愛媛戦の10分、ジェフが中盤で得たFKを見木が蹴ると、ゴール前ではじかれ左サイドでチャンがこぼれ球を拾います。
そこからのパスを受けた小島が、少し持ち上がり切り返してアーリークロス。
これに鈴木大輔がニアで飛び込んで、頭で合わせて先制ゴールを決めています。
まず、小島のクロスの質が非常に高かったですね。
鈴木大輔の前には相手選手が1人いましたが、それを越えた上で鈴木大輔の頭にピタリと合っています。
一山超えて味方選手に合わせるキックというのは、クロスボールの理想の1つだと思います。
また、合わせた鈴木大輔のヘディングシュートも見事でした。
相手選手の背後でうまくフリーになっている上に、頭を振って合わせているため、シュートに力が乗っていた。
GK秋元は反応してボールに触っているのですが、それを弾いて決めったのもしっかりパワーのあるシュートを打てたからだと思います。
クロスもシュートも質が高かったと思いますが、展開としては開幕戦でのブワニカのゴールに近いものを感じました。

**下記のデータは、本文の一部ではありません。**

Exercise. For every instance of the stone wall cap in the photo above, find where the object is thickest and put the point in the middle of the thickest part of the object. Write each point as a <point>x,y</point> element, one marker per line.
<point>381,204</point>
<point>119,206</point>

開幕戦でのゴールも、右サイドの前方でブワニカがボールを拾ってクロスを上げますが、中央では合わず。
こぼれたところを左サイドの安田が拾ってクロスを上げ、ブワニカが頭で決めた流れでした。
開幕戦でも愛媛戦でも、こぼれ球からクロスを上げて、ゴールを決めたことになります。
ブワニカのゴールも、クロスを上げた安田への相手の対応が間に合わず、完全にフリーでボールを蹴ることができた。
さらにゴール前でもブワニカへの対応も中途半端になって、ヘディングで決めることができた展開だと思います。
鈴木大輔のゴールも、一度FKのボールを跳ね返した後だったため、愛媛守備陣の動きが止まったところがあったと思います。
サイドで切り返す展開に愛媛が弱いことは、開幕戦東京V戦での小池のゴールでも分かっていたことだと思いますが、それでも小島は比較的楽にクロスを上げられた展開だったと思います。
さらにクロスも動き出しも良かったとは思いますが、鈴木大輔もゴール前でフリーになっていました。
確かに、こぼれ球を拾ってからの二次攻撃の有効性だとは思います。
自分たちから変化を作らなくても相手が崩れてくれることも多く、ラッキーなゴールが生まれやすい。
ただ、毎試合それを狙ってできるのかというと疑問も残ります。
愛媛戦のハイライトを見返すと、大外の安田からクロスを上げる展開が多いことがわかります。
【ジェフ公式】【ハイライト】 2021明治安田生命J2リーグ第2節 愛媛FC戦
しかも、安田をフリーするような展開がチームとして作れているのではなく、安田が個人で仕掛けてクロスまで持ち込んでいます。
安田は昨年もシーズン前半は好調で、攻守に大きく貢献していました。
ただ、33歳という年齢もあってかシーズン後半はミスが増えていきましたし、安田にばかり負担を与えるのは良くないでしょう。
また、愛媛戦では後半からは相手が近藤を右SHに回して安田を警戒してきたことによって、攻撃がほとんど作れなくなってしまった。
1人に攻撃を依存してしまえば、当然そこへのマークは厳しくなるわけで、その時にどう対処するのかという問題も出てきます。
開幕戦で戦った甲府も試合途中から守備的な関口を左から右に移して、ジェフの左からの攻撃に対応していった印象でした。
個々の部分でいえば田口が復帰すれば、攻撃の起点がまた増えることになるとは思います。
しかし、個人に依存する傾向が続けば、根本的な解決には至らないかもしれない。
昨年からの追加点を取れないという課題は続いたままといった印象ですし、チーム全体で攻撃を作れるようになることが求められるのではないでしょうか。